Fela Anikulapo Kuti – Black President

Wenn ich mich nicht verzählt habe, dann ist BLACK PRESIDENT wohl schon das 23te Album eines Musikers, dem vor allem sein Kreuzzug für ethnische Stammes-Bräuche eine ganze Serie mehr oder weniger hochstilisierter Anekdoten, polemischer Essays und Sensationsstorys in der europäischen Presse eingebracht hat. Solchen, oft hahnebüchenen, Boulevard-Übertreibungen ist es dann auch zu verdanken, daß Fela’s spektakuläre Massenheirat mit 27 ausgewählten Haremsdamen bekannter sein dürfte als sein künstlerisches Schaffen.

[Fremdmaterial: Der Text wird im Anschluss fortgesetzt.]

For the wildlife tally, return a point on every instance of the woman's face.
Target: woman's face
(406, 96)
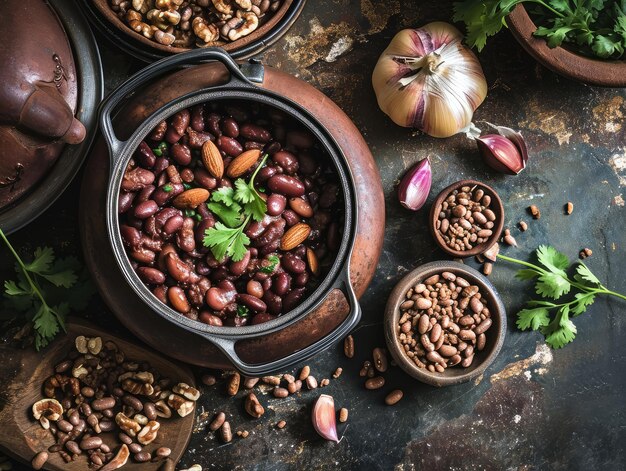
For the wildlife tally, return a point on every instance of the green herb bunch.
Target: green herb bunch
(41, 291)
(594, 27)
(552, 282)
(235, 207)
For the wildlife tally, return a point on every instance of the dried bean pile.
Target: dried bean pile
(443, 322)
(98, 390)
(185, 23)
(164, 215)
(465, 219)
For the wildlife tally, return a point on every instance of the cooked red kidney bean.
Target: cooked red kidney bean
(256, 133)
(151, 276)
(181, 154)
(293, 264)
(286, 185)
(276, 204)
(230, 127)
(166, 244)
(287, 161)
(229, 145)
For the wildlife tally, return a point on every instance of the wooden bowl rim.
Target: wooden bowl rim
(496, 206)
(450, 376)
(561, 60)
(104, 8)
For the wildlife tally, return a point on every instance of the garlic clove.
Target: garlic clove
(323, 417)
(414, 187)
(501, 154)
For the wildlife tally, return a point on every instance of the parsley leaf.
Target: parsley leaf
(242, 311)
(584, 274)
(554, 283)
(227, 241)
(553, 260)
(229, 215)
(272, 261)
(561, 330)
(592, 27)
(532, 318)
(40, 284)
(235, 207)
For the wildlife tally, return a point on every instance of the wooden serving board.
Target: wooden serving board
(22, 437)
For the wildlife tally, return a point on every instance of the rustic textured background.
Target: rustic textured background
(534, 408)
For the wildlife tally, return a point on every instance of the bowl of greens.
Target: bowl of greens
(584, 40)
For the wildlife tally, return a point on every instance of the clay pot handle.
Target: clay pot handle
(46, 113)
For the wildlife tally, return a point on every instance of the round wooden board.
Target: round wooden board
(22, 437)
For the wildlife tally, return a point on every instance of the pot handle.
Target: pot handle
(195, 57)
(227, 345)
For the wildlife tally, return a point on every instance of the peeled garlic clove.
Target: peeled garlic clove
(505, 152)
(427, 79)
(415, 185)
(323, 417)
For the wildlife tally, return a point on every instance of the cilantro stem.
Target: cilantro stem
(546, 6)
(588, 289)
(32, 284)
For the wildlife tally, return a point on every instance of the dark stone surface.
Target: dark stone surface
(534, 408)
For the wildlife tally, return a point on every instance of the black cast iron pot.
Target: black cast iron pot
(238, 87)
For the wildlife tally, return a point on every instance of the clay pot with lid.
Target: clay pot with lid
(257, 349)
(38, 97)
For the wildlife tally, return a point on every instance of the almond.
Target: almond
(190, 199)
(212, 159)
(294, 236)
(243, 162)
(311, 258)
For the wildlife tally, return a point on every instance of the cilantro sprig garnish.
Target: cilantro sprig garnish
(40, 291)
(235, 207)
(596, 27)
(552, 319)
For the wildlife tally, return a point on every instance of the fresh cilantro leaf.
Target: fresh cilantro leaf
(553, 260)
(603, 46)
(527, 274)
(43, 259)
(272, 261)
(244, 194)
(561, 330)
(582, 301)
(553, 282)
(230, 215)
(256, 208)
(532, 318)
(585, 274)
(40, 284)
(64, 279)
(12, 289)
(551, 285)
(227, 241)
(242, 311)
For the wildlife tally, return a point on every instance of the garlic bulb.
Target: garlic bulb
(427, 79)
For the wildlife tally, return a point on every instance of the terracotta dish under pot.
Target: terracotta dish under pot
(495, 335)
(325, 314)
(271, 27)
(496, 206)
(608, 73)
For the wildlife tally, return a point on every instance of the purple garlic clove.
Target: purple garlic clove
(415, 185)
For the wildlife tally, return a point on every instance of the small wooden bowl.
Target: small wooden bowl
(496, 207)
(264, 28)
(495, 335)
(562, 61)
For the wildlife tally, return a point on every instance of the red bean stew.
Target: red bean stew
(191, 176)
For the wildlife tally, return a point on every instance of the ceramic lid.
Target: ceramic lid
(38, 96)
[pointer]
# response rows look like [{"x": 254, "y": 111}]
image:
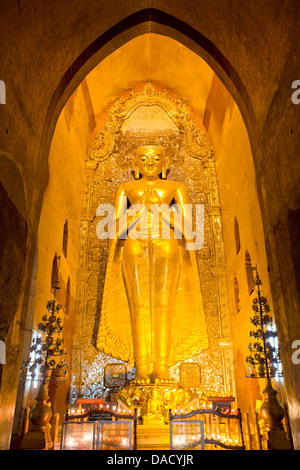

Fela Kuti’s Laufbahn vom Ganja-Advokaten bis zum (suspendierten) Präsidentschaftsanwärter in Nigeria ist zum Verständnis seiner Musik von elementarer Bedeutung. Es ist der Werdegang eines einstmals politisch desinteressierten Musikfakultätsaspiranten, der im Konflikt mit der, nach kolonialistischem Vorbild funktionierenden Zweiklassengesellschaft, allmählich sein tribalistisches Nationalbewußtsein findet. Je härter ihn die gesetzlichen Repressionen und Boykottversuche treffen, desto unnachgiebiger wächst sein Aufbegehrungsbedürfnis und selbst das verheerende Blutbad, bei dem seine Kalakuta-Republik bei Lagos praktisch dem Erdboden gleichgemacht wurde, konnte den passionierten Regimekritiker nicht mundtot machen. Nach jedem von Regierungsseite iniziertem Attentat verschärft sich sein Tenor, jede Aktion der Behörden wird postwendend mit einem noch unversöhnlicherem Album honoriert. Fela’s Manifeste haben für das neuzeitliche Afrika einen ähnlichen Stellenwert, wie die epochale Aufbruchsstimmung der Black-Power-Periode für die farbige amerikanische Ghettojugend. Seine Platten sind Agitationsmetaphern wie einst Malcolm X‘ flammende Black-Liberation-Pamphlete.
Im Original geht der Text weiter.